In 2019, when I first looked at the steep exponential curve that now represents our CO2 emissions, my heart sank. It was only a few weeks after I had seen the ‘Heading for Extinction’ talk offered by the Extinction Rebellion (XR). That CO2 curve told me that disaster was already well underway. The worst aspect of that period was my isolation. None of my climate activist friends seemed to realise the massive and universal shift in our behaviour that would be needed to have any impact on our destiny. My close friends and family were even less aware.
I found myself examining my skills-set in a sanguine fashion. I concluded that some might serve as as strengths for a lone climate activist, for instance:
- poor team-worker, very self-reliant, unwilling to tow-the-line
- poor at low level detail, more interested in abstract big picture
- university degree in Maths and Physics, so I have reliable analytical skills.
- anonymity – I had no reputation to worry about, I never made a name for myself
- a realist
- an optimist
- a solution seeker rather than a complainer
- fledgling wordsmith skills, with a high regard for brevity
I had always been bewildered by the self-destructive behaviour of mankind with regard to their environment. I had taken an evening class in psychology after my retirement, to try and fill in some gaps. The Stanley Milgram obedience experiment resonated very deeply, the gullibility and the powerful and potentially destructive herd instinct of mankind was laid bare. I felt that this gave me a powerful insight to start understanding the cultural and psychological reasons that explain why, despite his intelligence, mankind seems unable to change his self-destructive behaviour.
That quest led me to questioning the wisdom of Article 16 of our Human Rights and from there to the idea of paradigm shift to Degrowth.
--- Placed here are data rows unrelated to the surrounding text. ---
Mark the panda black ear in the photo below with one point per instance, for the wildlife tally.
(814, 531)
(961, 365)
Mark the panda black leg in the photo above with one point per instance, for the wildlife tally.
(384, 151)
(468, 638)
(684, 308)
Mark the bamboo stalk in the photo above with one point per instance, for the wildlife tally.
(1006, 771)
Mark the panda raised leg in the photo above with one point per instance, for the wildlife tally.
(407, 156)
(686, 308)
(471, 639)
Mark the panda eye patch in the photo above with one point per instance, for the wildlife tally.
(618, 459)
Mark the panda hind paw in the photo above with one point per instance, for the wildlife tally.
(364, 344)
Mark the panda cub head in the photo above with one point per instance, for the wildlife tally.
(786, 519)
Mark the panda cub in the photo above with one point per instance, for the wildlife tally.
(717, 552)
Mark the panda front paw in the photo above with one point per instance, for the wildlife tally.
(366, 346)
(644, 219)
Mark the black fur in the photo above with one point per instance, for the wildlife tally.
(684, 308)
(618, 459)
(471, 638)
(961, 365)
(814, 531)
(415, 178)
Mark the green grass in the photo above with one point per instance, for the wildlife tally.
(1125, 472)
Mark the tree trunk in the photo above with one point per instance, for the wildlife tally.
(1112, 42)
Since I wrote this poem, the real possibility of paradigm shift seems to be growing. I sense a growing awareness and panic in the media as reporting about climate and ecological collapse becomes ever more engaged and realistic. The thought of actually being involved in the transition seems incredibly exciting to me.
I am convinced that once we change our objectives and start to aim in the opposite direction, we can achieve massive change in all our behaviour patterns. We have all the marketing skills, we are just using them to encourage the wrong behaviour. I think if that shift happened I would be full of excitement and hope and ideas. The hope is already bubbling just at the prospect.
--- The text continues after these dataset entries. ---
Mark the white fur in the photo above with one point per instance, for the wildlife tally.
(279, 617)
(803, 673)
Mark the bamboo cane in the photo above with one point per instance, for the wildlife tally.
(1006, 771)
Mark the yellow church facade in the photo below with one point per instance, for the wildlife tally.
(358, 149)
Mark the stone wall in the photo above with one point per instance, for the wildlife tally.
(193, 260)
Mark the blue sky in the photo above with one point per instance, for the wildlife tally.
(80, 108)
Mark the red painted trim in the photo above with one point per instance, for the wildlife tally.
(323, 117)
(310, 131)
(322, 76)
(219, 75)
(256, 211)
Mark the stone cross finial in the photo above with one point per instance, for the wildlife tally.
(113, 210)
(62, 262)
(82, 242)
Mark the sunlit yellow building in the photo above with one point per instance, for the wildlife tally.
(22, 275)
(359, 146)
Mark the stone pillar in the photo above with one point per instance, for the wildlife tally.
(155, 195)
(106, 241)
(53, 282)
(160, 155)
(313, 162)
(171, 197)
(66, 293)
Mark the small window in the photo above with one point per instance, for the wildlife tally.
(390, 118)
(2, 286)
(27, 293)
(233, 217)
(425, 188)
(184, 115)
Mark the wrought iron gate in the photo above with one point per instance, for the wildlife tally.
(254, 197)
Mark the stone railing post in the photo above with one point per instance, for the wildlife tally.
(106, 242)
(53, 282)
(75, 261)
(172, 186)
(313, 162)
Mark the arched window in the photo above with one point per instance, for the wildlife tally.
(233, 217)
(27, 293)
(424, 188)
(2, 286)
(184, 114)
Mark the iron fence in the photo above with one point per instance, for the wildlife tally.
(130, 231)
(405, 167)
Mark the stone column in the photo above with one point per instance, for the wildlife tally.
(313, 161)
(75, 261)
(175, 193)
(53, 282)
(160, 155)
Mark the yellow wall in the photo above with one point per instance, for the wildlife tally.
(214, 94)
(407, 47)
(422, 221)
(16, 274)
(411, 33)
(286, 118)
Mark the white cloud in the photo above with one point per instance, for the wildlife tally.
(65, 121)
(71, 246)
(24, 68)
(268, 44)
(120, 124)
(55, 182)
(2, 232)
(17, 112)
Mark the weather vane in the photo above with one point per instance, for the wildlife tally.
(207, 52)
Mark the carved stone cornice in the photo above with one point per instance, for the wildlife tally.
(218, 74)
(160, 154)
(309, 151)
But is that realistic? Can mankind change his direction? I think COVID showed us how awareness of danger can influence us to alter our behaviour massively. If we had a government-led awareness campaign of the type carried out during the COVID experience we could alter our behaviour almost overnight.
We shall have to be more realistic in our attitude to death. The COVID campaign is all about shying away from death, at high ecological and financial cost. We need to embrace voluntary death as one of the solutions to the predicament that we have created, and not to give those who wish to choose that route a hard time. Things are going to get extremely tough, I personally would prefer an easy way out once the going gets tough, if not earlier. I am not sure that I can face watching the reality of the damage to our environment as it progresses. These poems are evidence of the anguish that I have felt so far, but at that point I was alone in dreaming of paradigm shift. Therefore my anguish was two-fold, in that I could see the reality of eco-collapse but none of the people around me were willing to contemplate the implications of voluntary IPAT Degrowth.
I resent those maudlin novels that are full of self-pity and self-absorption after the death of a loved one. I have lost a loved one. I know that once you have learned the art of unselfish love you will find it easy to bestow on others. You lose your loved one, and you are left with spare capacity to love, so it finds a different direction in which to flow. Am sure that there are many bereaved folk who will identify with this experience.
We need to grow-up, we need to discern the difference between the artificial ‘happy-endings’ that we love so much in our literature and the frightening reality of the future that we in the very affluent UK have all contributed to building.